In fiercer times there were the predators –

the food chain’s higher ranks – each had a place

in their society. Our ancestors

were well aware – often they knew them face

to face. It’s said that they were beneficial

to each niche they lived within – it’s strange

that fierceness seems to clear the air. A dismal

thing, to live a stunted life, attaining

little of the promise that it gave.

The wilder things claim our imagination,

surely they deserve another day.

To integrate them with our sprawling nation

requires the fiercest kind of watchfulness –

to cherish what may kill instead of bless.



We’ve lived surrounded by a sea. So many

of my time and culture would concur.

We know it’s rough out there, and ships descend

beneath its waves. Occasionally we murmur

that the winds come closer into shore

than we find favourable. But do we realize

that our place within the world is more

uncertain than we thought? The fear we feel

is that of conscience, waking from its sleep.

This life is based on things that are unreal.

Another world than that beneath our feet

has been and is and will be. In our zeal

to live content injustice is entrenched,

our fortresses dry land without defence.



A rock is one of nature’s miracles.

Essential things have such humility.

Existing, lonely in the world, the pull

of gravity has destined where it sits,

immune to vagrancies of time. Its knowledge

could be infinite, or very near,

and yet, obtuse to all, its postures homage,

without eyes to see or ears to hear.

Its structure tells the history of stars.

Its features, carved by time, reveal its wisdom.

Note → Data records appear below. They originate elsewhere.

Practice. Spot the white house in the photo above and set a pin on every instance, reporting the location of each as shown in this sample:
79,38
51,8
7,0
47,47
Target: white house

Able to endure the things that are,

daily disappearing into freedom.





The Circle



The rain began this morning. Someone knew

this long ago – not only as a fact,

but in its beauty. It’s a little view

that we are privileged to see. Vast tracts

are hidden. Knowing, we appreciate

it more, like views of mountains, seen through trees.

A circle’s wide circumference, a great

expanse describes, no place on it can be

the centre. Future and the past surround

the core of presence here. But you inhabit

every time, the sphere of earth the ground

you walk upon. Eternity in orbit,

fixed forever by this gravity –

a love for rain this morning, shrouding trees.



As clocks their steady circle turn, each hand

about its business, unperturbed by others

passing near, so we exist, abandoned

to the servitude of time. Our brothers

on their pilgrimage may often hurry

past, as we, perhaps, the slower moving.

Some may recognize, amidst the flurry,

that their course is shared, and be approving

of the labours of their peers. But many,

fixed upon the course, have other cares.

For some, at least, a great epiphany –

we are dependant on the other, where

we come to be is built upon the journeys,

great or small, of our contemporaries.



These minutes and hours are wheels within wheels, encircled

by days and the years. The passage of time is seldom

in lines. Today it is winter, yet autumn leaves, startled

by wind, are gripping to life on a tree. Unwelcome,

the end of the line, and so they continue to be.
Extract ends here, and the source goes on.